I know it's not a kitchen knife but I thought I would post it anyway
The handle is Elm Burl/Burr with black liners and brass pins, everything was made from scratch over 2 evenings during a fishing trip, including the pins. The blade is O1 steel and was bought pre-finished.
Pretty happy with it, but I did it a couple of years ago when I had less patience, I think I should not have been in such a rush to get it done during the trip as it would have ended up better.


----------



## WarrenB (Mar 5, 2014)




----------



## WarrenB (Mar 5, 2014)




----------



## RavenMad (Mar 5, 2014)

You did this as your first handle _on a fishing trip_?! Mate, that's great!  Let's see a kitchen knife, though, ok? :lol2:


----------



## WarrenB (Mar 5, 2014)

RavenMad said:


> You did this as your first handle _on a fishing trip_?! Mate, that's great!  Let's see a kitchen knife, though, ok? :lol2:



Need to go and get a cheap cooks knife first, will definitely do a handle on one and take pics as I go.

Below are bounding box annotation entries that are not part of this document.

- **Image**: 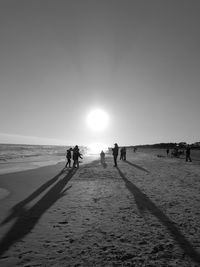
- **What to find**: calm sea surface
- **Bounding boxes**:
[0,144,86,174]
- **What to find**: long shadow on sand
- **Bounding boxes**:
[0,169,76,255]
[124,160,149,173]
[1,170,64,225]
[117,167,200,263]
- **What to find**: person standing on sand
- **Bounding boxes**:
[65,147,72,168]
[73,145,82,168]
[100,150,105,164]
[123,147,126,160]
[112,143,119,167]
[185,146,192,162]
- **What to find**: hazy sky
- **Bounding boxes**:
[0,0,200,145]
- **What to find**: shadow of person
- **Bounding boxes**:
[117,167,200,263]
[124,160,149,173]
[1,170,64,225]
[0,169,76,255]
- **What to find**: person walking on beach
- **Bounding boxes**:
[119,147,123,160]
[123,147,126,160]
[166,148,169,157]
[65,147,72,168]
[185,146,192,162]
[100,150,105,164]
[112,143,119,167]
[73,145,82,168]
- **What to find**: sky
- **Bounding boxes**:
[0,0,200,148]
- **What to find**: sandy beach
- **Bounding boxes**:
[0,150,200,267]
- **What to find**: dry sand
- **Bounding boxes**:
[0,151,200,267]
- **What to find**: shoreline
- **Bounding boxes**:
[0,155,99,200]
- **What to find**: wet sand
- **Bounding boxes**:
[0,150,200,267]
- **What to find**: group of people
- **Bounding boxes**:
[65,145,82,168]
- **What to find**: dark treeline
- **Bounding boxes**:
[132,142,200,149]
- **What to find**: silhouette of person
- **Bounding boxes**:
[100,150,105,164]
[185,146,192,162]
[65,147,72,168]
[73,145,82,168]
[123,147,126,160]
[112,143,119,167]
[119,147,123,160]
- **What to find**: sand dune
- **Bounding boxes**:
[0,151,200,267]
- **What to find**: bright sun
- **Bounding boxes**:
[87,109,109,132]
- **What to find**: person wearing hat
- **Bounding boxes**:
[112,143,119,167]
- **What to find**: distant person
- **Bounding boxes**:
[100,150,105,164]
[119,147,123,160]
[123,147,126,160]
[65,147,72,168]
[112,143,119,167]
[185,146,192,162]
[73,145,82,168]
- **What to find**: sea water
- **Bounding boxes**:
[0,144,87,174]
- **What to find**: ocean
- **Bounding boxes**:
[0,144,87,174]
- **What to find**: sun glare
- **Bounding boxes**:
[87,109,109,132]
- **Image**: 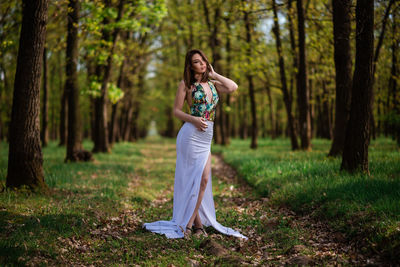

Doing mine in the evenings on a fishing trip was a challenge, working by head torch and lantern most of the time, lucky I still have all my fingers:biggrin: made the pins there as well and that is why they are pretty basic, hard to see where black epoxy is going in the dark:laugh: Really enjoyed it though and now need to try a kitchen knife after seeing your one:doublethumbsup:


----------



## RavenMad (Mar 5, 2014)

Ok, so on a fishing trip (that means drunk most of the time), in the evenings working by head lamp and lantern and no missing fingers? I am truly impressed!


----------